W. S. Merwin
In that tenth winter of your exile
the cold never letting go of you
and your hunger aching inside you
day and night while you heard the voices
out of the starving mouths around you
old ones and infants and animals
those curtains of bones swaying on stilts
and you heard the faint cries of the birds
searching in the frozen mud for something
to swallow and you watched the migrants
trapped in the cold the great geese growing
weaker by the day until their wings
could barely lift them above the ground
so that a gang of boys could catch one
in a net and drag him to market
to be cooked and it was then that you
saw him in his own exile and you
paid for him and kept him until he
could fly again and you let him go
but then where could he go in the world
of your time with its wars everywhere
and the soldiers hungry the fires lit
the knives out twelve hundred years ago
I have been wanting to let you know
the goose is well he is here with me
you would recognize the old migrant
he has been with me for a long time
and is in no hurry to leave here
the wars are bigger now than ever
greed has reached numbers that you would not
believe and I will not tell you what
is done to geese before they kill them
now we are melting the very poles
of the earth but I have never known
where he would go after he leaves me.
Lise’s response to Merwin’s poem…
Exegesis
all those years of exile of hunger of privation the goose let go in a world in which there is nowhere for him to go then reaching into the future to find a home.
we want to know all the suffering has not been in vain. we pray for continuance. we think maybe a miracle…
we thought we deserved it when the whale came to us in the harbor having made her way upriver we jumped for joy after all those months of grim tallies.
when she brought them to the SPCA such a leap of faith… her toddlers, her babies, they came over from England with her, and now she is dropping them off in their cages.

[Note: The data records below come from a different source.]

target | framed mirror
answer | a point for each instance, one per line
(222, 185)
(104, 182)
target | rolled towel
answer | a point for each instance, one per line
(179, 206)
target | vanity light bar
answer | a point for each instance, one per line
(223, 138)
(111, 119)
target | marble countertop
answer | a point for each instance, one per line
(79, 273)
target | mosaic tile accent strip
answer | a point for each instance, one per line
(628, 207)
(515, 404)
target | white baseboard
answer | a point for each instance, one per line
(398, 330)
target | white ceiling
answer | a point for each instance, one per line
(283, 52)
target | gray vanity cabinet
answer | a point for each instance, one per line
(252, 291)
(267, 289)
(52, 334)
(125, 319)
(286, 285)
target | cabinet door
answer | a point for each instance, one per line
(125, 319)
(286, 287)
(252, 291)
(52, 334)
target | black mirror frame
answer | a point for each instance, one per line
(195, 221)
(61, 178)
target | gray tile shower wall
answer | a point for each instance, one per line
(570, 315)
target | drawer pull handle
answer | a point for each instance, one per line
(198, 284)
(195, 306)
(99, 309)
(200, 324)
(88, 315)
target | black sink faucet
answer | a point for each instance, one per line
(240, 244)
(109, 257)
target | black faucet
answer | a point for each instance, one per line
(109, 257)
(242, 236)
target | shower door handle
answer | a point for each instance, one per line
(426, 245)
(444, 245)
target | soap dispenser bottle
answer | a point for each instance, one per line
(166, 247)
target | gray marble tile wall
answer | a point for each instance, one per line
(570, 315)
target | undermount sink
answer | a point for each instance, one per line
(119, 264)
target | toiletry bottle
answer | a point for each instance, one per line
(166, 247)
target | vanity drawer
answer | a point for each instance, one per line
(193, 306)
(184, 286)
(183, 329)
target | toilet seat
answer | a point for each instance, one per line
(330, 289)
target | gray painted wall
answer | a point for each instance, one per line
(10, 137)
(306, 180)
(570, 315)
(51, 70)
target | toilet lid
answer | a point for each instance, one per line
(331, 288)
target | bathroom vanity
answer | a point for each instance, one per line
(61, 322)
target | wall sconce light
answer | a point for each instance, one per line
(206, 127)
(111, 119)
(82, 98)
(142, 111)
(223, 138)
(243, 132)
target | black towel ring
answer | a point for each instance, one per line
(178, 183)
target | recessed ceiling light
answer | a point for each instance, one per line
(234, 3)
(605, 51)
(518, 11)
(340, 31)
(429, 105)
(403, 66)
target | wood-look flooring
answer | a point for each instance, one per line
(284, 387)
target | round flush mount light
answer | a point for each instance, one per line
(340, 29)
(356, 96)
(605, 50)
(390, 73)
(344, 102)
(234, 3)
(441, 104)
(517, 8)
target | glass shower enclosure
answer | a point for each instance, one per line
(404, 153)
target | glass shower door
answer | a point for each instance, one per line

Who adopts siblings at 10 years old?
I have been wanting to let you know
The goose is well he is here with me
You would recognize the old migrant
He has been with me for a long time
And is in no hurry to leave.
Can’t the poem just end here? Like Hopkins’ and for all that there lives the dearest freshness deep down things…. Could it not end with bright wings? with “Ah—bright wings” Yes give us that “AHHH” isn’t that what poems are for? give us an “ah” an occasion to sigh, deeply.
But no the wars are bigger now than ever greed has reached numbers that you would not/believe and it gets worse Now we are melting the very poles/Of the earth but….
But…yes please but!!!. But I have never known oh please the balm of miracle which always surpasses our knowing –yes– reward the years of fattening of plumping of storing up the effort of working your way up the river ….
But I have never known/Where he would go after he leaves me
But I have never known/Where he would go after he leaves me
I have to read these lines twice …. such vertiginous tenses . Where he would go I have never known. Future tense abandoned replaced by conditional. Where there is no future there can be no future tense
So this is where you’re going to leave me poet? Twelve hundred hears ago I could have set him free to fly into the future…… and now….. now where?
But I have wanted to let you know that I adopted those siblings. I did. They are 13 now and have settled in quite well. We quarantine together and for days at a time they are the only living beings my hands can hold.
Lise Weil
Postscript: Lise has been a friend and mentor for so many years that I lost count long ago. She is presently facilitating another writing group that I am a part of and not – often – enough she includes her own response to a poem she uses as a prompt for the rest of us. Once, I fell in love with Lise through her writing… nothing much has changed in all these years.